AliveCor App Detects Heart Arrhythmias, Has FDA Approval
AliveCor has introduced an app - AliveECG - that is able to detect atrial fibrillation, a serious heart arrhythmia. I've talked with developers in the health care arena before, and if they've done their due diligence with the FDA (and they have) this app is a serious development.
The AliveECG app runs on a smartphone. The patient places their hand over an AliveCor nodule device that fits over the back of the phone. The app then measures the electric signals being transmitted by the heart and radiating through the fingers, detected by the nodule.
There are lots of types of arrhythmia, but when the algorithm sees patterns in the electrocardiogram (ECG) that are consistent with atrial fibrillation, it can alert the user. The user can then confirm the result by sending their ECG from their smartphone to a medical group in Los Angeles where a board-certified cardiologist can verify the result within 24 hours. This costs the user $12, all of which goes to the medical group.

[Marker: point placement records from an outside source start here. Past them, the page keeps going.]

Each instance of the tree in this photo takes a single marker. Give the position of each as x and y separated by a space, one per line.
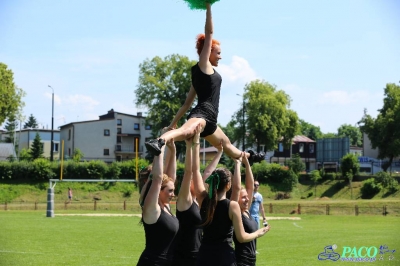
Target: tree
352 132
162 88
269 119
384 131
31 123
36 150
10 127
309 130
11 95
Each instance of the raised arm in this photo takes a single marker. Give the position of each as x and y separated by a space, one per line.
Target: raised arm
211 166
204 62
185 197
151 209
182 111
198 182
249 181
236 217
236 180
170 160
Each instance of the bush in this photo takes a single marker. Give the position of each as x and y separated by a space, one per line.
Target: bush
369 189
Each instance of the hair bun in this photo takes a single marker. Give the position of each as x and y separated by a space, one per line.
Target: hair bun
199 4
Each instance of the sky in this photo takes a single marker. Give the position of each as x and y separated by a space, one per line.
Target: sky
333 58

There is also an option for a technician to read the ECG and return a result within half an hour, AliveCor CEO Euan Thomson told VentureBeat. The user can also send the ECG to his or her own physician.
Science fiction fans have been checking their smartphones for signs that Larry Niven's autodoc might be on its way. This idea, which appeared in his 1970 novel Ringworld, describes automated medical diagnosis and care.